This is far from an original issue when it comes to discussions of diversity and inclusion in the tech industry, but I’m seeing the argument come up a lot lately, so I would like to take a time out to address ‘no women applied for the job so what was I supposed to do?’ If you’re already familiar with these issues, you’re likely rolling your eyes that we need to go over this again, but I’m really trying to approach this from the perspective of people who genuinely don’t understand the problem here. Because I want to help you help yourselves, friends.
Here’s the deal: Tech companies, especially engineering teams within them, are often criticised for having predominantly (or all) male teams, usually heavily white (and sometimes Asian). Critics argue that this is a failure of diversity and a poor reflection on the parent company. It is worth noting that even if you see no problem with this employee mix, it actually harms your company — because diverse teams demonstrably improve performance.

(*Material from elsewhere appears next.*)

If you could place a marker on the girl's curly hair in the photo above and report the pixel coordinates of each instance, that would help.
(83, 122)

So set aside the question of whether you think diversity has intrinsic value if you need to, and think of this from the perspective of a business decision. Your company will do better if you have an inclusive demographic makeup, and that includes across all areas of your company — if you say you’re ’40 percent women’ but that’s because 90 percent of your service and support staff are women and they skew the statistics, that’s a problem.
It can be frustrating to be criticised, especially when the critique delves into issues that don’t personally affect you, or topics you haven’t really considered. Thus, unfortunately, when people ask ‘why aren’t there more women, and people of colour, and disabled people, and trans people, and queer people, in your company?’ the response is often very reactive and defensive, serving to minimize the criticism.
‘We couldn’t find anyone qualified’ is a common response — the argument goes that you need to do the best for your company, and while it would be nice to be more diverse, the bottom line is that you need people with a specific education and skill set. We also hear ‘well, no [underrepresented group] applied for that job opening,’ suggesting that you’d be open to hiring them, but they have to come to you first.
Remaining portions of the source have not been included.